Answer:
The thickness of the ice layer that forms inside the uninsulated pipe is approximately 0.00000165 meters, or about 1.65 micrometers.
Step-by-step explanation:
To determine the thickness of the ice layer that forms inside the uninsulated pipe, you can use the concept of heat transfer through the pipe wall. The heat transfer occurs due to the temperature difference between the water inside the pipe and the outside environment. We can use the equation for steady-state heat conduction through a cylindrical wall:
Q = (2πkL / ln(r2/r1)) * (T1 - T2)
Where:
Q = Heat transfer rate (W)
k = Thermal conductivity of the material (W/m·K)
L = Thickness of the wall (m) - which is the thickness of the ice layer in this case
r1 = Inner radius of the pipe (m)
r2 = Outer radius of the pipe (m)
T1 = Temperature inside the pipe (K)
T2 = Temperature outside the pipe (K)
Given:
Inner diameter of the pipe (d) = 100 mm = 0.1 m
Inner radius (r1) = d/2 = 0.05 m
Thermal conductivity of ice (k) = 2.3 W/m·K
Temperature inside the pipe (T1) = 3°C = 276 K
Temperature outside the pipe (T2) = -15°C = 258 K
Convective heat transfer coefficient (h) = 2000 W/m²·K
Now, we need to find the outer radius (r2) of the pipe, which includes the thickness of the ice layer (L). Since the ice layer is uniform, the temperature at the ice-water interface is 0°C, which is also the freezing point of water. We can use this information to find the outer radius:
Q = (2πkL / ln(r2/r1)) * (T1 - T2)
Q = (2π * 2.3 * L / ln(r2/0.05)) * (276 - 258)
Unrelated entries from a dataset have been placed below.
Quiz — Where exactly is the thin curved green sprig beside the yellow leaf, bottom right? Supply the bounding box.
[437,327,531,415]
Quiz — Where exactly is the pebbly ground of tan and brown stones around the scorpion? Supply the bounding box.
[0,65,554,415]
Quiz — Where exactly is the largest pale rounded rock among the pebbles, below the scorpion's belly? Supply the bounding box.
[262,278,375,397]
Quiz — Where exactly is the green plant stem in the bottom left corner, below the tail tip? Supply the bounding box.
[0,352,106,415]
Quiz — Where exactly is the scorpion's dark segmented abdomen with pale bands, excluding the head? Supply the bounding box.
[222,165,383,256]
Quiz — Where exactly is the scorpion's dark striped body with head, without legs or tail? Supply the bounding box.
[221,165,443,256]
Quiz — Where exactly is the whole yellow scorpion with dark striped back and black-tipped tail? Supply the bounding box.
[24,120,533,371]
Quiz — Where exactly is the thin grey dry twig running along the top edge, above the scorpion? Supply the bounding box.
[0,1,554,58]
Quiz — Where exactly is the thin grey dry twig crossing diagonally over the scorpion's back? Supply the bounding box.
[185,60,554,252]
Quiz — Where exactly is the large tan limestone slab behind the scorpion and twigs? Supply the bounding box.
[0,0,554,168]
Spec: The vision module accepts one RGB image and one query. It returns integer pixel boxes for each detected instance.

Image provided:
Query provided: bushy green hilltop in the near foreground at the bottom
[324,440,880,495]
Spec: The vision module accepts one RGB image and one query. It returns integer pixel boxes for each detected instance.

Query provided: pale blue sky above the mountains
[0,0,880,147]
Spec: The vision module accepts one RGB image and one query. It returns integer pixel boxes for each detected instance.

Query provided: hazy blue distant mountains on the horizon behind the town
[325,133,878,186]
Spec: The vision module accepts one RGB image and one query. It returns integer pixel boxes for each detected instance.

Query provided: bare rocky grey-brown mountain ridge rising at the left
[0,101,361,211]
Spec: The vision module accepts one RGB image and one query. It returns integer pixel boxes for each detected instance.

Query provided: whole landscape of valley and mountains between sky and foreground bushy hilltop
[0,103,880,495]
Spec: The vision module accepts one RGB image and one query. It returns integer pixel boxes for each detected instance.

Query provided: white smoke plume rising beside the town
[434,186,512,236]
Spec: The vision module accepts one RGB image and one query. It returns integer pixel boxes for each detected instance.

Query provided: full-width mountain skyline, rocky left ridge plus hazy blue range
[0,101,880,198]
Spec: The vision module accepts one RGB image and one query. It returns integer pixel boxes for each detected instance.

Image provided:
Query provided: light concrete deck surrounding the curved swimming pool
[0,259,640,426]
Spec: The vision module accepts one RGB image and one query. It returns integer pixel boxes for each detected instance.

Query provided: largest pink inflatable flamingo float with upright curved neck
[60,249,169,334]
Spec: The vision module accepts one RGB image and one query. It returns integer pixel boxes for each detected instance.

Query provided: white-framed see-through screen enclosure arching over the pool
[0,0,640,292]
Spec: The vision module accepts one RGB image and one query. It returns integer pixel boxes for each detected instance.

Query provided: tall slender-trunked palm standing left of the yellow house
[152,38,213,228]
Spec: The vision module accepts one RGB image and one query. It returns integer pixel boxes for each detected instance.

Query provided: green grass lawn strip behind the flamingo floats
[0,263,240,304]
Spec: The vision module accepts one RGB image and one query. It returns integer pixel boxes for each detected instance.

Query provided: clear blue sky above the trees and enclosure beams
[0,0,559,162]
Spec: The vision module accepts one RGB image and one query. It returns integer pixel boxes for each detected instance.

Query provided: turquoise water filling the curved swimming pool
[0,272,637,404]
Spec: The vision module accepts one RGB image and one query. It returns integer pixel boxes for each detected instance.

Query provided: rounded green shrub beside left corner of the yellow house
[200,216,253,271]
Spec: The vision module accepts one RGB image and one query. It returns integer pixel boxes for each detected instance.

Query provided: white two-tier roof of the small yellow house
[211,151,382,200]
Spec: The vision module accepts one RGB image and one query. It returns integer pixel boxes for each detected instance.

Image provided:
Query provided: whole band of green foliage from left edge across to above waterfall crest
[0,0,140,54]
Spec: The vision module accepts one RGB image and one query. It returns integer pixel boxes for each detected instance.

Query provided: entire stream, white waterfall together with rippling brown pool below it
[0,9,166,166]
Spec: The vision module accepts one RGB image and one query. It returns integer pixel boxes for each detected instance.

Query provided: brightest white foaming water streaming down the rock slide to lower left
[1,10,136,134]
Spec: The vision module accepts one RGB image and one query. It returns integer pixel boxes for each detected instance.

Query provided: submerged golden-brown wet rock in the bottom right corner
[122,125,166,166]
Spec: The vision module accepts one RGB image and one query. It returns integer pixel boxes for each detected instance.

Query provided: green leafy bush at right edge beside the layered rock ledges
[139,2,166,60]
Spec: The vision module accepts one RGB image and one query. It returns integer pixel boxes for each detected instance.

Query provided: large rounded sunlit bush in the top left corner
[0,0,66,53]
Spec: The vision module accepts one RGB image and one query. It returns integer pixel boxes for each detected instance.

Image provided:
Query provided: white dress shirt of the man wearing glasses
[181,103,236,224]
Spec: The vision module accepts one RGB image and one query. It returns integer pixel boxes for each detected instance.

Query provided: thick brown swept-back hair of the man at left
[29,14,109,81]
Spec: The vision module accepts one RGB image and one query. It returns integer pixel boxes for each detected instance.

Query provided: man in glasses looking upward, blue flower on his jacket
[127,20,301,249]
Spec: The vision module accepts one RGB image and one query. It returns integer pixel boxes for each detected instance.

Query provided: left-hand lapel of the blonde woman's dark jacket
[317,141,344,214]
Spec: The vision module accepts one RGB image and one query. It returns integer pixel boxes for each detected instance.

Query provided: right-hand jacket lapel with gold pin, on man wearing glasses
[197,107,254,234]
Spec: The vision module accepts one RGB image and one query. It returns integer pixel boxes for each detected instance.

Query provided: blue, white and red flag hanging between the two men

Q = (4.6πL / ln(r2/0.05)) * 18
We also know that at the interface between the cold water and the ice, heat transfer occurs through convection:
Q_convective = h * A * ΔT
Where:
Q_convective = Heat transfer rate due to convection (W)
h = Convective heat transfer coefficient (W/m²·K)
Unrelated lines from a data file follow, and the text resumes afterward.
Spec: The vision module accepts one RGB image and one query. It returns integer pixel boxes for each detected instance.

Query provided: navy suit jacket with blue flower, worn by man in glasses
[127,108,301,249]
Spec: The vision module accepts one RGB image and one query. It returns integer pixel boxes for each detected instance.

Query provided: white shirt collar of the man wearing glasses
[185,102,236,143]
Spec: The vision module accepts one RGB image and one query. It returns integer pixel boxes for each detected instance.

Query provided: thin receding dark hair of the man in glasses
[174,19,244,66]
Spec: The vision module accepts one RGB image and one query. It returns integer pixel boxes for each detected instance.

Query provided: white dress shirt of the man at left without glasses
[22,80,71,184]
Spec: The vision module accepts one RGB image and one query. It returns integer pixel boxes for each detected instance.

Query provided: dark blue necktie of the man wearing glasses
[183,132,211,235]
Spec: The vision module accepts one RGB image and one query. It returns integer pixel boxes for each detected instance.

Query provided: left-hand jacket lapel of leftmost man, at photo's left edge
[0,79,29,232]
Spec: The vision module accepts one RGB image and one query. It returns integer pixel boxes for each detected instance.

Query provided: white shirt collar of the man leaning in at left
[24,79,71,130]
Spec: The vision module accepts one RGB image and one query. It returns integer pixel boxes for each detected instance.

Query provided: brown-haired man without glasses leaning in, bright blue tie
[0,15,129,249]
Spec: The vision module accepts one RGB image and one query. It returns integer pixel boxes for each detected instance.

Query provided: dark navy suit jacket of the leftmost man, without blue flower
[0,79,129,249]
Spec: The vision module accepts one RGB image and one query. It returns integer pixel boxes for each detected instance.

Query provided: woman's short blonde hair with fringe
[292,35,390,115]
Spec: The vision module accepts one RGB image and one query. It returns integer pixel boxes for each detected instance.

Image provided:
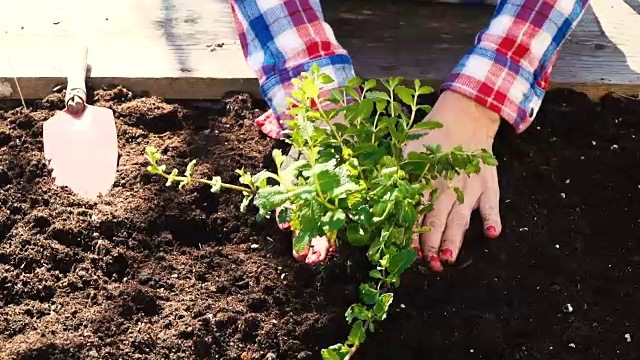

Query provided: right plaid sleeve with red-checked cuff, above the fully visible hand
[441,0,588,133]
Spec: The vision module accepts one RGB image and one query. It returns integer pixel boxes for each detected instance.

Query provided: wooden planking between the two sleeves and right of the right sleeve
[324,0,640,98]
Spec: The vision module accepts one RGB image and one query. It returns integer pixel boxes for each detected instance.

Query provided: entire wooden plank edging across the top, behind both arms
[0,0,640,99]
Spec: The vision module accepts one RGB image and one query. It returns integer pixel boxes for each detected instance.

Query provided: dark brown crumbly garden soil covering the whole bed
[0,89,640,360]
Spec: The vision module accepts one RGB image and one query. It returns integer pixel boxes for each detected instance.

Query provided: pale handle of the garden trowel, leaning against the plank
[64,45,88,114]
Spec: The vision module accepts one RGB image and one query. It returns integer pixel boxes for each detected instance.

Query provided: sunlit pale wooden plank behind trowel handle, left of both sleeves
[0,0,259,99]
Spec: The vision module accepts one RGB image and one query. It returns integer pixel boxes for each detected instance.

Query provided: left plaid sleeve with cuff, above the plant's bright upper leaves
[230,0,355,122]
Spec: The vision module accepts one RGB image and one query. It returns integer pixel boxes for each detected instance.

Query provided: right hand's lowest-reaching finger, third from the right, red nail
[420,189,456,272]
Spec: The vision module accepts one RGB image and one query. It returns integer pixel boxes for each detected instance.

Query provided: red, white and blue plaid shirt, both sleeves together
[230,0,588,133]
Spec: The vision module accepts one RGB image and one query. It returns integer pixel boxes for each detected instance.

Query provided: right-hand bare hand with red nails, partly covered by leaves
[405,91,502,272]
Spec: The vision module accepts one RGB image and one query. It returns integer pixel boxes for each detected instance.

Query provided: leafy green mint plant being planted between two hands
[145,66,497,360]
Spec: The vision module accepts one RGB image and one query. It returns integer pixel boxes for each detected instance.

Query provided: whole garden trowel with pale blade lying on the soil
[43,46,118,200]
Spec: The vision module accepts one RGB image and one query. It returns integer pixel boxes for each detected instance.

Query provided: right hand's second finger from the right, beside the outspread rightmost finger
[440,181,481,264]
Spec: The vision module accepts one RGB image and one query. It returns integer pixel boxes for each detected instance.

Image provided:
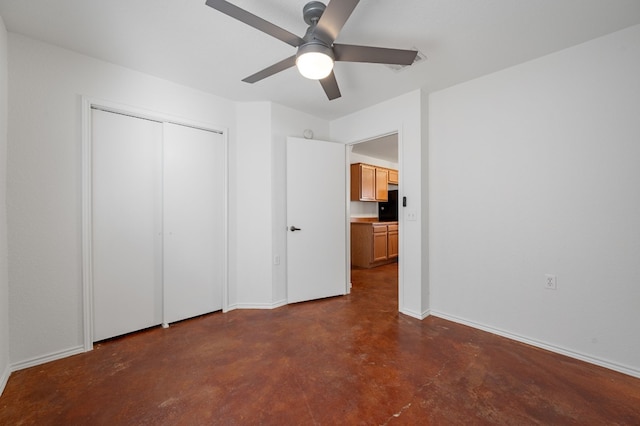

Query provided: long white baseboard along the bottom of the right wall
[431,311,640,378]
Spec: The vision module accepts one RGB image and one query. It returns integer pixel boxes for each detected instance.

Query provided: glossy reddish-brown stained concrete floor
[0,264,640,425]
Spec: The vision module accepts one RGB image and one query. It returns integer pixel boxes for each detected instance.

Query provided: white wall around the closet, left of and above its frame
[6,34,240,368]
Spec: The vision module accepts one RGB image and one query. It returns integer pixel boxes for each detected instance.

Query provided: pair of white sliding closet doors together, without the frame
[91,110,227,341]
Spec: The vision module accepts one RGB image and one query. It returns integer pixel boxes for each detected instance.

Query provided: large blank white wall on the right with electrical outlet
[429,26,640,376]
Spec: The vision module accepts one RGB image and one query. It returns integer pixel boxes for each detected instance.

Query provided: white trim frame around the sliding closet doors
[81,96,229,352]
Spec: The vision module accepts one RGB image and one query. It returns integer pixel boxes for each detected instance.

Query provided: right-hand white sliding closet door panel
[163,123,226,323]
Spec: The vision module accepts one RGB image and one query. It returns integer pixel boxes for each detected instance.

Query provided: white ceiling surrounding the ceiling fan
[0,0,640,119]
A = Surface area through which heat transfer occurs (m²)
ΔT = Temperature difference between the water and ice interface (K)
The surface area of the pipe wall can be calculated as:
A = 2πL * (r2 - r1)
Now, we can set up the equation for the heat transfer due to convection:
Q_convective = 2000 * [2πL * (r2 - 0.05)] * (0 - 276)
Q_convective = -4000πL * (r2 - 0.05) * 276
Now, we have two equations for heat transfer, one through conduction and one through convection. Since heat is conserved, the heat transferred through conduction must be equal to the heat transferred through convection:
4.6πL / ln(r2/0.05) * 18 = -4000πL * (r2 - 0.05) * 276
Now, we can solve this equation for L (the thickness of the ice layer):
4.6 / ln(r2/0.05) * 18 = -4000 * (r2 - 0.05) * 276
Simplify:
ln(r2/0.05) = -4.6 / (18 * -4000 * 276)
ln(r2/0.05) ≈ 0.0000327
Now, find r2:
r2/0.05 ≈ e^0.0000327
r2 ≈ 0.05 * e^0.0000327
r2 ≈ 0.05000165 m
Now that we have r2, we can calculate the thickness of the ice layer (L):
L = (r2 - r1)
L = (0.05000165 - 0.05)
L ≈ 0.00000165 m
So, the thickness of the ice layer that forms inside the uninsulated pipe is approximately 0.00000165 meters, or about 1.65 micrometers.